Horticultural waste continued accumulating at Pembroke Dump for about five months while machinery to treat it was broken, Government staff have revealed.

Government yesterday confirmed its pro-grinder, the equipment which breaks down plant waste discarded at Marsh Folly, has been out of service since November last year.

Staff told

The Royal Gazette this caused piles to get excessively high, leading to fears it was becoming hazardous ahead of last Thursday’s massive fire.

The huge Marsh Folly blaze of 2007 was blamed on broken grinders, which meant the mound of waste grew to the height of an eight-storey building and eventually self-ignited in hot, dry weather.

Shadow Public Works spokesman Mark Pettingill last night cast doubt on Government’s claims last week’s fire could have been started by a carelessly discarded cigarette.

Mr Pettingill said spontaneous combustion of composting waste is a more likely cause.

The Ministry of Public Works, which insists it has learned its lesson from the mistakes of five years ago, argued this time piles were kept at a manageable level less than six metres tall.

A shredder remains operable, said a spokesman, and the piles have recently been turned over with an excavator which did not reveal any hot spots.

But yesterday one staff member told this newspaper he had noted piles were getting big due to a broken grinder, adding: “I said it was a hazard waiting to happen.”

Responding to our questions yesterday, the Works spokesman said Government owns one pro-grinder, which has been out of service since November 8 and should be available again today.

“We are in the process of completing a major repair to the drive fluid coupler, we also have made a purchase of parts as recommended by the manufacturer’s engineer on his last visit to service the unit,” said the spokesman.

Asked whether any equipment is dealing with the mounds, he replied: “We have a shredder that is operable.”

Asked for a response to staff’s claims that the piles got too high due to one grinder being out of use, the spokesman said: “The piles have been maintained at a manageable height and size so as to minimise the risks of fires.

“None of the piles exceeded six metres in height and they had been recently turned over with an excavator.
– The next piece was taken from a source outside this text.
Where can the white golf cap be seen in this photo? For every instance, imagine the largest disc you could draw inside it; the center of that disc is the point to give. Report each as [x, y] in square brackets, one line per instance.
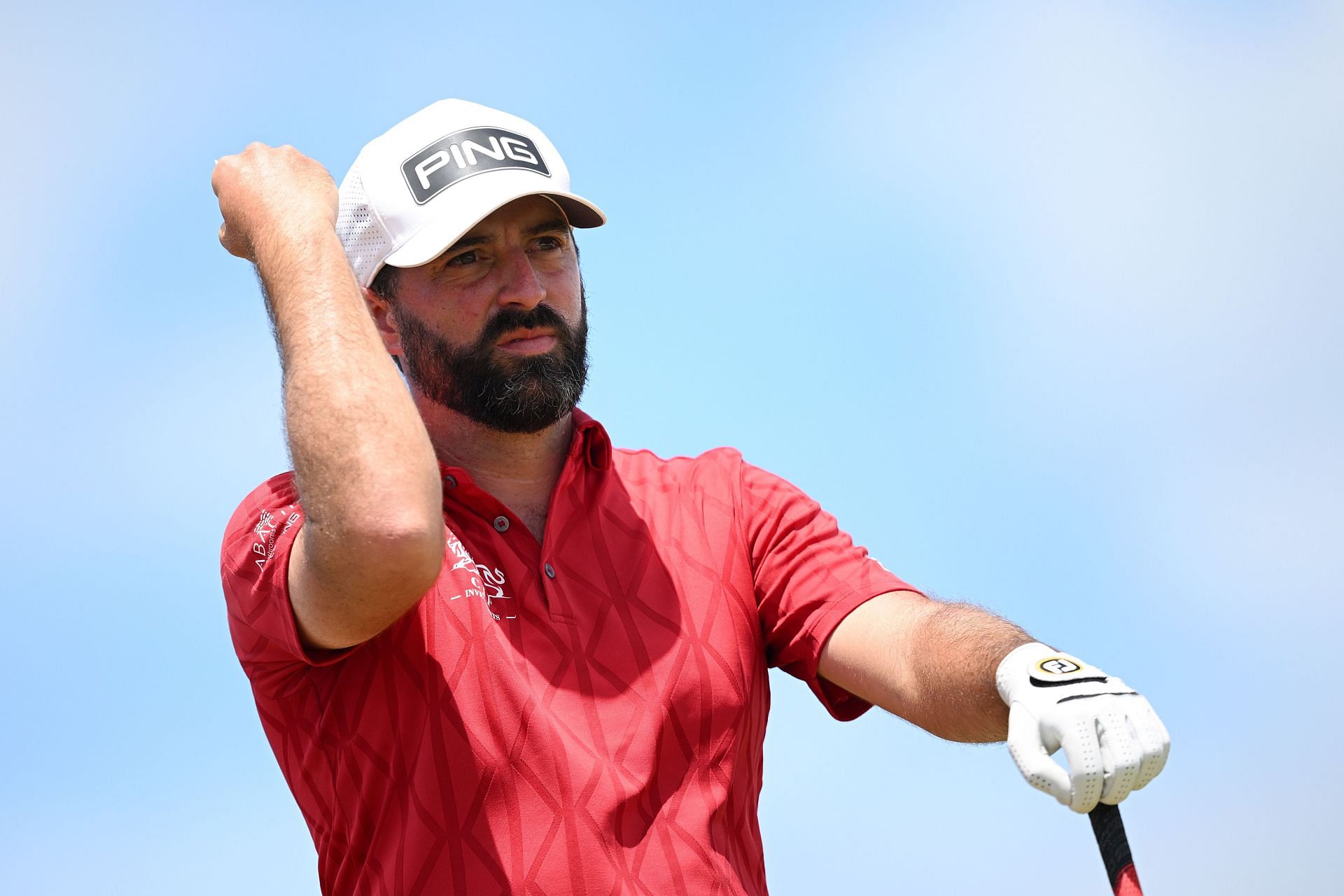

This exercise did not reveal any hot spots in any of the piles.”

Mr Pettingill said in a statement last night: “I’m not convinced that the fire was started by arson or by a discarded cigarette, as a Public Works official has claimed.
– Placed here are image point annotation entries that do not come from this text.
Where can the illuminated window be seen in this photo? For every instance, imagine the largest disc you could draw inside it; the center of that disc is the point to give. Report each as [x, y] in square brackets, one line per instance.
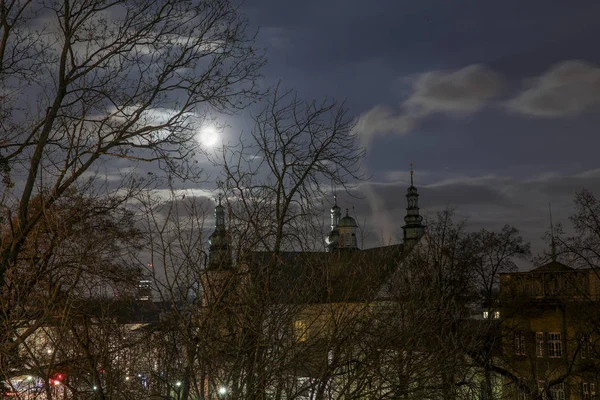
[542, 389]
[586, 346]
[522, 394]
[589, 391]
[300, 330]
[519, 339]
[558, 391]
[554, 345]
[539, 344]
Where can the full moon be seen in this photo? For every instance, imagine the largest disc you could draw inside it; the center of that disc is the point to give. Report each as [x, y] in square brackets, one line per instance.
[209, 136]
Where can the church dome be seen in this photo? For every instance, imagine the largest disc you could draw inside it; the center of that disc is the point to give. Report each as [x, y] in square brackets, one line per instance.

“I think it is far more likely that it was started by the spontaneous combustion of shredded material towards the end of a long period during which there was no rain to dampen the dump down.

“This is a hazard that comes with the process of composting horticultural waste. When it decomposes, heat is created which, if left undampened by rain, will eventually cause fire.
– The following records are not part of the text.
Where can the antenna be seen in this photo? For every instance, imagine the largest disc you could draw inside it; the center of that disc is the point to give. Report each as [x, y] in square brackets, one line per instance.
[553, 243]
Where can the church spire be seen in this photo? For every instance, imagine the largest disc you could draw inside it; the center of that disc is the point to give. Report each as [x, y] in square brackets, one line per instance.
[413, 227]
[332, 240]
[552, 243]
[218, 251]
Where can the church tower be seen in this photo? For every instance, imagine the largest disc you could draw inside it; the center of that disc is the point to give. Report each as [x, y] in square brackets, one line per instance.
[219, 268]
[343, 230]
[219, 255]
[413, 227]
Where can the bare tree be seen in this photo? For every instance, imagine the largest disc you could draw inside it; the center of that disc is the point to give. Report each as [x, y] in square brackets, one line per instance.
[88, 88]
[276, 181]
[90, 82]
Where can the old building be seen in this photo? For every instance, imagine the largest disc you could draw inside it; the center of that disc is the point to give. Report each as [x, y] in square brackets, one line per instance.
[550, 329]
“These fires are often deep-seated, well below the surface of the material. Spraying water on the top of the material has a limited effect.”

Mr Pettingill said the best way to reduce the risk of fire at the dump is to increase the amount of horticultural waste burned in the incinerator.

“There is no question that composted horticultural waste is needed in Bermuda, and that our waste plant material cannot all be fed through the incinerator,” he said.

“But less composting waste will tend to reduce the risk of fire, and sensible management of the proportion that is left to rot down and the proportion that goes to the incinerator seems to me the way to proceed.”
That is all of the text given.